I always laugh when people say they are starting a “lifestyle brand” from day one. You don’t get to choose if you’re a lifestyle brand; you have to earn it. Ralph Lauren didn’t say he was a lifestyle brand when he first started selling ties. He had to earn it over years and years of growth, and that’s why he get’s to sell really nice furniture and lamps for expensive prices and is a household name. Rick Owens is the same way. He had to build his world category by category. Now that he did, he’s earned his place and now makes amazingly expensive and intricate furniture. The influence of both of these brands goes beyond furniture, but this is often a common manifestation of a lifestyle brand.
Saying you’re building a lifestyle brand early on will wreak havoc on your business.
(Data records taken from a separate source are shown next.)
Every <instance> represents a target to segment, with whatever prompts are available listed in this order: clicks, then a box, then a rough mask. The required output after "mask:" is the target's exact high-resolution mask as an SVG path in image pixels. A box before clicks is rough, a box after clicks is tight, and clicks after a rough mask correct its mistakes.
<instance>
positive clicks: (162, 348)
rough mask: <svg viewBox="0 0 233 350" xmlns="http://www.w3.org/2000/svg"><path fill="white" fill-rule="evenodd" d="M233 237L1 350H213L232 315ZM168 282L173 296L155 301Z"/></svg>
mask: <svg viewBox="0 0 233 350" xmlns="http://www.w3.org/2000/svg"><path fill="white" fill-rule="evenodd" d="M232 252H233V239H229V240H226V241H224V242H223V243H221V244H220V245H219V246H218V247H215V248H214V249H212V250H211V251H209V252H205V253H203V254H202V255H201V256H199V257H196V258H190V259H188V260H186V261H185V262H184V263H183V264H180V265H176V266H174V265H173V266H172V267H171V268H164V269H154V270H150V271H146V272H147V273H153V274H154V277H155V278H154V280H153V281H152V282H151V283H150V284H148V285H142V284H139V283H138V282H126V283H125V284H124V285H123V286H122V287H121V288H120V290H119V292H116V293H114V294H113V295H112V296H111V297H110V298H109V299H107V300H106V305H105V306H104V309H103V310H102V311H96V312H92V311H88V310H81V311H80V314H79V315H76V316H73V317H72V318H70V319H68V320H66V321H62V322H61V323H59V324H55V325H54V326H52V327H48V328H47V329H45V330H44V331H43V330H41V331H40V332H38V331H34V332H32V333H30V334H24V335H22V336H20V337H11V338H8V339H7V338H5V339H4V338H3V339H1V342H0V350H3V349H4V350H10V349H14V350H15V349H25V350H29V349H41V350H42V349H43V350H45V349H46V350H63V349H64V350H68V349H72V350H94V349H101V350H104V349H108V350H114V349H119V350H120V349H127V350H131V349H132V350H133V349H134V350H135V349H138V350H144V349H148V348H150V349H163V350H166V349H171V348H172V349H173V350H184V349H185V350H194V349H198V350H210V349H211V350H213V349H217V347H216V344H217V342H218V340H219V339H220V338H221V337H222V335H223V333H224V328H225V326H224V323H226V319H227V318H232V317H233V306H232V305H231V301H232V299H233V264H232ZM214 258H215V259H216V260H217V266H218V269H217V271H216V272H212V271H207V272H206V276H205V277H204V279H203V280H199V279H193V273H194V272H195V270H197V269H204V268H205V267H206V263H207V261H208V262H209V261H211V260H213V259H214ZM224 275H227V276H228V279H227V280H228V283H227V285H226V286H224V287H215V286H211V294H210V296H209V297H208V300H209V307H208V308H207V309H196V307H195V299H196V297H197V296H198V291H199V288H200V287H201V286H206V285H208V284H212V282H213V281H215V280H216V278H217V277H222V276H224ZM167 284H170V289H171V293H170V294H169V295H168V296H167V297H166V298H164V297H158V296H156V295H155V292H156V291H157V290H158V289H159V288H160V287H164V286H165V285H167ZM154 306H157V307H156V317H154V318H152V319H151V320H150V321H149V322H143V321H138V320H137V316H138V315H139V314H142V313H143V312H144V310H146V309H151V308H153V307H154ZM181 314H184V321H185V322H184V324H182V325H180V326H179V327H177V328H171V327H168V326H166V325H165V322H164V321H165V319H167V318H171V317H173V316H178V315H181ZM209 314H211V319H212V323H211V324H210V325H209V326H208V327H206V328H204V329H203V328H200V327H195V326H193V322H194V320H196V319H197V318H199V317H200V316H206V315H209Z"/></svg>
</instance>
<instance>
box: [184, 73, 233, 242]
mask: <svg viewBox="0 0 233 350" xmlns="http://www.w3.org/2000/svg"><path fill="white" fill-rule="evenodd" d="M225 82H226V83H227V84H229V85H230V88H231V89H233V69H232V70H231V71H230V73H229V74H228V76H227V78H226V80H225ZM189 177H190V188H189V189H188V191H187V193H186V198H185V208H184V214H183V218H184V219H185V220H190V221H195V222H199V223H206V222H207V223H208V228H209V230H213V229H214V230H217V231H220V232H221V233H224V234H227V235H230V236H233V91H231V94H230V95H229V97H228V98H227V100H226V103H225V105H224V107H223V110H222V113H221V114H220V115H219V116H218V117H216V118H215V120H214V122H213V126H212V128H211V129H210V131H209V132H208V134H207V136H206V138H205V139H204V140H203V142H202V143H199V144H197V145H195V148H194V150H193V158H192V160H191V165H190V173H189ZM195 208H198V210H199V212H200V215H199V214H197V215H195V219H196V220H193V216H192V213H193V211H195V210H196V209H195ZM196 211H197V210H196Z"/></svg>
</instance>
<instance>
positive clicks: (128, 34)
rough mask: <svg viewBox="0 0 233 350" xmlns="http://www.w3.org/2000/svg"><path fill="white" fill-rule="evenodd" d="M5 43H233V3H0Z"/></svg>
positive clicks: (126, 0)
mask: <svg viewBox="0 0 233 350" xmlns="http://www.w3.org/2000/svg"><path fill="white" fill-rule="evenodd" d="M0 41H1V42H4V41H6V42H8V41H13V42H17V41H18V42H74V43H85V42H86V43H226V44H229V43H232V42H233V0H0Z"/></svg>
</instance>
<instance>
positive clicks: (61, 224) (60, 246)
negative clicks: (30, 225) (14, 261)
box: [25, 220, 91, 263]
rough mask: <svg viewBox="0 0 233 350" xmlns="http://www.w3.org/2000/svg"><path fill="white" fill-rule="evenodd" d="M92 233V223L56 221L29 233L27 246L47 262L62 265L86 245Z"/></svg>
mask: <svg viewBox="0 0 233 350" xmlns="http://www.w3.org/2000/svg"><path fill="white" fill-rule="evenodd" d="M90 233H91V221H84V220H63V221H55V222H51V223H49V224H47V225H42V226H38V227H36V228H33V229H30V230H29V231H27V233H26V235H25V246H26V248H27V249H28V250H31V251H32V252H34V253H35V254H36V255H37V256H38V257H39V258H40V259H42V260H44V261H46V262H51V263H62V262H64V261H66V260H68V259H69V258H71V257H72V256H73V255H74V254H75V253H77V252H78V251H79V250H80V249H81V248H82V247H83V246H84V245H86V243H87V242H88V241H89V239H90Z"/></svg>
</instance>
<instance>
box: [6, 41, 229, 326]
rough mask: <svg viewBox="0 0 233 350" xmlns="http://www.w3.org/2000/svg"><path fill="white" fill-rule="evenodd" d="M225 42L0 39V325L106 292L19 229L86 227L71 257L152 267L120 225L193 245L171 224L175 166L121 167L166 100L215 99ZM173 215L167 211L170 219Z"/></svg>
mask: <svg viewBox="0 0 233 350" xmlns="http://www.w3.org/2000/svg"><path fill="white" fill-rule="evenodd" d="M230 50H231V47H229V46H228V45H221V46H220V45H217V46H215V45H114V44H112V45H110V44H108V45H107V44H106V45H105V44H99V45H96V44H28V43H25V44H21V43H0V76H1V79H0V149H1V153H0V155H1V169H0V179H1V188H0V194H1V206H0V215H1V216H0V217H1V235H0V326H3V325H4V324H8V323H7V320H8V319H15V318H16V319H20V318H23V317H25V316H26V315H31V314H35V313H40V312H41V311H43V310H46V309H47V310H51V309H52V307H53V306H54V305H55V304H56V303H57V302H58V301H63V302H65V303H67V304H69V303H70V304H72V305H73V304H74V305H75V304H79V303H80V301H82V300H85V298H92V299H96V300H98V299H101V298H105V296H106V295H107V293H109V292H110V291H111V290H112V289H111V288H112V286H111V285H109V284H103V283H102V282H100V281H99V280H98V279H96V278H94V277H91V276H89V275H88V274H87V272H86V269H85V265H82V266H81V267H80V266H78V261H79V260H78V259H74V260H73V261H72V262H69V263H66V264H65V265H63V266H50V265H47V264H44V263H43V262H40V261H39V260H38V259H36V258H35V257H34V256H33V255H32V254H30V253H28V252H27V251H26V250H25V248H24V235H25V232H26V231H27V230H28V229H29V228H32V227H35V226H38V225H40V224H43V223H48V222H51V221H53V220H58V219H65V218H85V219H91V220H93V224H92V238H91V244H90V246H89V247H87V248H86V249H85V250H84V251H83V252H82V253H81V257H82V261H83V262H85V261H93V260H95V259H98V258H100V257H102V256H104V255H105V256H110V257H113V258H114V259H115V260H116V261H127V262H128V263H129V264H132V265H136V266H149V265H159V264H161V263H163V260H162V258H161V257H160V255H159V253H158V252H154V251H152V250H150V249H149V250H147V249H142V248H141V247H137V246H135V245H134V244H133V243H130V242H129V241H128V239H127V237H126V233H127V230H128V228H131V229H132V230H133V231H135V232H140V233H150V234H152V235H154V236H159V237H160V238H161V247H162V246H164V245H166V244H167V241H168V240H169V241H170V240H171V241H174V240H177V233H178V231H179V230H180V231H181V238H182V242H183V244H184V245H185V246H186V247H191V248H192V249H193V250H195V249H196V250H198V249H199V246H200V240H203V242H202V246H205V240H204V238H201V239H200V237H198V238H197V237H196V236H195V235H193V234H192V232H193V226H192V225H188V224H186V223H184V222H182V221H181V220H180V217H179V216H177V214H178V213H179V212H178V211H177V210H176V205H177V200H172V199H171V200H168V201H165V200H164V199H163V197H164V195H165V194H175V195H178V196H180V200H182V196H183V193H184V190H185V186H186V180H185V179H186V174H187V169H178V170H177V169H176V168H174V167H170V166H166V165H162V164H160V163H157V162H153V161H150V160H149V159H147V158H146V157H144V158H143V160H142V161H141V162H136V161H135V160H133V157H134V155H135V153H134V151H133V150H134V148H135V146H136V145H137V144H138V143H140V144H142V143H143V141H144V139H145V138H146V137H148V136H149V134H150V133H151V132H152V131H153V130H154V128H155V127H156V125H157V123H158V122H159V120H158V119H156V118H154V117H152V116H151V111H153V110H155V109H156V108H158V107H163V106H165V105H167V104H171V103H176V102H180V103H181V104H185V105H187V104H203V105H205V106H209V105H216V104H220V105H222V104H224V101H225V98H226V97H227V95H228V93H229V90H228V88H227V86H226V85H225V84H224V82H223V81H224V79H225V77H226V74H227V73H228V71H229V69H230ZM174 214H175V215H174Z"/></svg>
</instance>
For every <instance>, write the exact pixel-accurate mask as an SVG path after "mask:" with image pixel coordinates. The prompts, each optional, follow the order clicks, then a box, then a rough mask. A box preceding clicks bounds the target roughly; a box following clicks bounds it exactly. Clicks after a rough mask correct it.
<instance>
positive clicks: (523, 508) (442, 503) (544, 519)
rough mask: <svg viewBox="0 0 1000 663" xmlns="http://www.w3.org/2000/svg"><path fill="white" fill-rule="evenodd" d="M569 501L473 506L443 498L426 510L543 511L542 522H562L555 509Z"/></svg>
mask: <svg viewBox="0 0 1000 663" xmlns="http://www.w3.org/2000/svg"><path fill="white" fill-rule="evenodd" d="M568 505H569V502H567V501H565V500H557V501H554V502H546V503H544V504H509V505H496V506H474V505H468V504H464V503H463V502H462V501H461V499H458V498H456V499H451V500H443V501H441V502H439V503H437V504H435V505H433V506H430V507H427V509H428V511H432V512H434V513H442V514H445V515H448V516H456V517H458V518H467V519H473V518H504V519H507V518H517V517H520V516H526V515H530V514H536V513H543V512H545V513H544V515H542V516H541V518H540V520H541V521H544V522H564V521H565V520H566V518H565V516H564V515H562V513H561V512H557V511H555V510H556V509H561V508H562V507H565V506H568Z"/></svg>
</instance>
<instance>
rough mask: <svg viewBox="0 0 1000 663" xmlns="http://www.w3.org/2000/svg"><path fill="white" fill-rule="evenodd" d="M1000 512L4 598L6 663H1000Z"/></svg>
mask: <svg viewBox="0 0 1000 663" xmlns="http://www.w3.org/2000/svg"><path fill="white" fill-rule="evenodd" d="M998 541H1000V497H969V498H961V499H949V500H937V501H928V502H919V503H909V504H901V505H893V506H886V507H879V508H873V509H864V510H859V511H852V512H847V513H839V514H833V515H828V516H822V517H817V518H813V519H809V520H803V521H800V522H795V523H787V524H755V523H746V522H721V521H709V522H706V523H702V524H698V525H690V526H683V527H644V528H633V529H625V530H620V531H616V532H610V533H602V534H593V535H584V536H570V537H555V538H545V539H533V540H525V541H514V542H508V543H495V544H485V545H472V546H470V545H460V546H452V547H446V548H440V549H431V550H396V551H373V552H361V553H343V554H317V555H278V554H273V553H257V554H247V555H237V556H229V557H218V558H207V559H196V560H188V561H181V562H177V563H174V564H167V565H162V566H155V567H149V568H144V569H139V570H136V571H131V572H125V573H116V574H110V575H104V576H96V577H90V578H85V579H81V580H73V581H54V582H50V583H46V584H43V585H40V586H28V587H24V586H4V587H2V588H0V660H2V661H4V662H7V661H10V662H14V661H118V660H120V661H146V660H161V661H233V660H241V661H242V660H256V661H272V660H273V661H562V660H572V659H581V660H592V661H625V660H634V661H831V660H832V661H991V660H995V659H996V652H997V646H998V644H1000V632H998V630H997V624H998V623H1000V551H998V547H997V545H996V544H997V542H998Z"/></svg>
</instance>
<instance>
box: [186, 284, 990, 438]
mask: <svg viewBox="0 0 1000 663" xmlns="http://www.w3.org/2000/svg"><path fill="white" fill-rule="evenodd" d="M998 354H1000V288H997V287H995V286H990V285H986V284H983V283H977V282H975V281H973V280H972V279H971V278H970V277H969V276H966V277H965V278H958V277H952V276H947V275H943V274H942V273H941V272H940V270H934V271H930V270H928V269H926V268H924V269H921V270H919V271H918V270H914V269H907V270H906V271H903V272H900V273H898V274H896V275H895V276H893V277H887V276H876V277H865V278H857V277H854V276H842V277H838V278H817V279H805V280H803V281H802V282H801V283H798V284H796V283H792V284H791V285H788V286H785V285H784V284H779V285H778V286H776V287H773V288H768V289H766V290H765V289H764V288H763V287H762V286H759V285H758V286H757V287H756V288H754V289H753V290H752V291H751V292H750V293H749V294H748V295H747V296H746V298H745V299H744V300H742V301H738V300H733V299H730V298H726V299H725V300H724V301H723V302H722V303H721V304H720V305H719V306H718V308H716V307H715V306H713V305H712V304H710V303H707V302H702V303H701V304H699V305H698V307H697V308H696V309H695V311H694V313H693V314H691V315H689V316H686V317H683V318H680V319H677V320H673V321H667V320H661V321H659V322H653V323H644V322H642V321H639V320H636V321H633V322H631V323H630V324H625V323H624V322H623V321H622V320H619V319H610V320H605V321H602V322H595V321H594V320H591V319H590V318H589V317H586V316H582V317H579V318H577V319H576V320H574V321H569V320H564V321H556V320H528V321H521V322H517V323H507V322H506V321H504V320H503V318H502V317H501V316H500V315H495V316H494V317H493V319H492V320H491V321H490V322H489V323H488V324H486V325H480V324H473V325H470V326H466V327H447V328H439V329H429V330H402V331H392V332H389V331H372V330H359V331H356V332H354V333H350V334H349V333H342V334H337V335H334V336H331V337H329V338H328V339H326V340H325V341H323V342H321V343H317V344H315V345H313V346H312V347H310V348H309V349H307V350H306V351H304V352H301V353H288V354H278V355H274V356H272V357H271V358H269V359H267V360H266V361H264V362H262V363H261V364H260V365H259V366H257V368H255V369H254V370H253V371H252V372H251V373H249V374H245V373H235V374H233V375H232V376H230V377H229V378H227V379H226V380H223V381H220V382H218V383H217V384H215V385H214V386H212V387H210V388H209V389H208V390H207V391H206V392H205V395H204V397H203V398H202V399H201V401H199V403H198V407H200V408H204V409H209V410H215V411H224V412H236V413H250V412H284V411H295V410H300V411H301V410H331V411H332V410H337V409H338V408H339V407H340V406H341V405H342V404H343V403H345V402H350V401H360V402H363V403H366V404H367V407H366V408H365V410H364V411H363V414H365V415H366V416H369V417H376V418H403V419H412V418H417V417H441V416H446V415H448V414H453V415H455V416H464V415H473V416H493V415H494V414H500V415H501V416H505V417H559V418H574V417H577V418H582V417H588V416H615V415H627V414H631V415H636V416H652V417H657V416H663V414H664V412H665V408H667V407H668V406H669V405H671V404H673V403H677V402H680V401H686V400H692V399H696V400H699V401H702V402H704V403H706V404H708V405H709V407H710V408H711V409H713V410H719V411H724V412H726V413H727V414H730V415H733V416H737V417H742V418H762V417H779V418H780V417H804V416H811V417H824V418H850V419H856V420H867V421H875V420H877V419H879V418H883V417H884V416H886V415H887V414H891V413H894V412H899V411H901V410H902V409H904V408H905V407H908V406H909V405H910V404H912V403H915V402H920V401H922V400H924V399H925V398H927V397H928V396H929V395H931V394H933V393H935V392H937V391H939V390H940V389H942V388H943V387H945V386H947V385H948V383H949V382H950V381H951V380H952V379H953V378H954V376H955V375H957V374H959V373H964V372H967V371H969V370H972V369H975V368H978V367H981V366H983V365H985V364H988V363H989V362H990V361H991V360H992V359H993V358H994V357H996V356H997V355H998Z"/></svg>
Having a narrow mandate such as “a contemporary menswear brand that sells mostly online” is a lens to make decisions through. Structure is crucial in this world, where wasting money is so easy. So having limits to make decisions through is important. But if you’re trying to build a lifestyle brand, you have no limits so you’ll be able to justify every little project because it supports “the lifestyle.”

Save yourself from the beginning by squashing all of these thoughts. Focus on a single category and then, if you succeed, consider expanding. Don’t make clothing so you can one day make furniture; if you really want to make the furniture just make the furniture. If you want to build a brand, just build a good brand. It will tell you when it’s a lifestyle brand. Not the other way around.